Taipei, Dec. 28 (CNA) A new channel through which migrant workers can remit their wages directly back to their homes via Taiwanese convenience stores is likely to be launched in April, according to Financial Supervisory Commission (FSC) Chairman Wellington Koo (顧立雄).
Koo confirmed that the FSC has given the green light to two applications -- one proposed by Hong Kong-based fintech startup EMQ and the other by Welldone Co., a local company engaged in the marketing of telecommunication and network products -- to offer the services for migrant workers.
The two proposals marked the first case of non-financial institutions serving as channels for cash remittances since the regulatory "sandbox" mechanism, which allows companies to experiment with new financial techniques, was created in Taiwan early this year to attract talent and capital in the fintech industry.
After the two firms make all the necessary preparations upon receiving the FSC's letter of approval, expected in about three months, they can experiment with their business models, Koo said when approached for comment Thursday.
The two firms will be experimenting with remittances made through convenience stores, while one of them will be setting up a scheme whereby payments can be sent via a virtual account, according to the NSC.
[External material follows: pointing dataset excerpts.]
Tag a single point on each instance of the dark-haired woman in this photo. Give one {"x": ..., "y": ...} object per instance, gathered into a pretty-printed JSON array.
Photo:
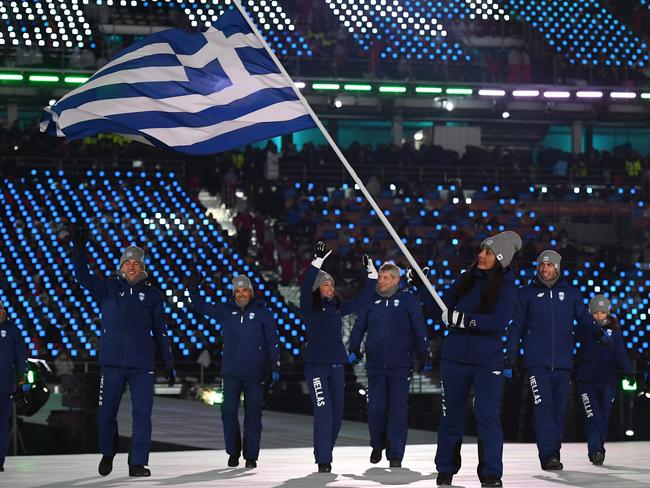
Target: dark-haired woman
[
  {"x": 601, "y": 355},
  {"x": 480, "y": 304},
  {"x": 322, "y": 310}
]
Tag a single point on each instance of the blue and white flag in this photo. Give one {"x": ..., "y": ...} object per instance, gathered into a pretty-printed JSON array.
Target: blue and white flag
[{"x": 198, "y": 93}]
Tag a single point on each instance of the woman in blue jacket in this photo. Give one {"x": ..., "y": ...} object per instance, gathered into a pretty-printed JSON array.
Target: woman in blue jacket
[
  {"x": 480, "y": 304},
  {"x": 325, "y": 354},
  {"x": 601, "y": 355}
]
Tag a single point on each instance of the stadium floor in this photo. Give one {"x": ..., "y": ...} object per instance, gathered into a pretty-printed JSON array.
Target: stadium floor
[{"x": 626, "y": 467}]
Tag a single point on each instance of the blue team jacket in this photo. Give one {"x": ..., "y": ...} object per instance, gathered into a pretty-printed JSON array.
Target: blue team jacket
[
  {"x": 133, "y": 322},
  {"x": 324, "y": 327},
  {"x": 598, "y": 363},
  {"x": 250, "y": 337},
  {"x": 544, "y": 319},
  {"x": 481, "y": 342},
  {"x": 13, "y": 356},
  {"x": 395, "y": 329}
]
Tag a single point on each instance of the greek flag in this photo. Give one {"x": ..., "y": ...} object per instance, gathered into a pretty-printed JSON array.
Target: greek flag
[{"x": 195, "y": 92}]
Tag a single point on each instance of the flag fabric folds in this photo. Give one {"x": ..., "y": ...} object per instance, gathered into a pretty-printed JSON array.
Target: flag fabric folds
[{"x": 195, "y": 92}]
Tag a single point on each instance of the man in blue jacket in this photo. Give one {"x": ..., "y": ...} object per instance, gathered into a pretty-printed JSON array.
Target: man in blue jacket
[
  {"x": 250, "y": 353},
  {"x": 395, "y": 330},
  {"x": 133, "y": 328},
  {"x": 13, "y": 364},
  {"x": 602, "y": 356},
  {"x": 544, "y": 317}
]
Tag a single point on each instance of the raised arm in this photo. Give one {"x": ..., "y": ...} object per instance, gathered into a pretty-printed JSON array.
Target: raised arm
[
  {"x": 357, "y": 303},
  {"x": 321, "y": 252},
  {"x": 95, "y": 285}
]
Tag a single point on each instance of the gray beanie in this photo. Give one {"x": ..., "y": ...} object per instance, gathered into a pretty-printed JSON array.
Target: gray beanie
[
  {"x": 550, "y": 256},
  {"x": 600, "y": 303},
  {"x": 241, "y": 281},
  {"x": 503, "y": 246},
  {"x": 321, "y": 278},
  {"x": 132, "y": 253}
]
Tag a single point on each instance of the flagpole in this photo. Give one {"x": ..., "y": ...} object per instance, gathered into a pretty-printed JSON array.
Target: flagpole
[{"x": 344, "y": 161}]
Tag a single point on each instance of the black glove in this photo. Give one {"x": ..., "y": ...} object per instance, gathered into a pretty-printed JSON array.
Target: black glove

Under FSC rules, remittances will be capped at NT$30,000 (US$968) per transfer, and the two agencies will have to agree on a limit to be imposed on the total amount an individual can transfer each day and each month before they launch the services, according to the NSC.
Remittance providers are expected to save at least NT$100 in processing fees per transfer by using the alternative remittance channels, compared with an average of NT$400 charged per transaction made through banks, an NSC official said.
The alternative remittance service is expected to create more convenience for migrant workers, many of whom cannot remit money home through banks by themselves because they work during normal business hours and have to send their wages to their brokers so they can make the remittances for them, the official said.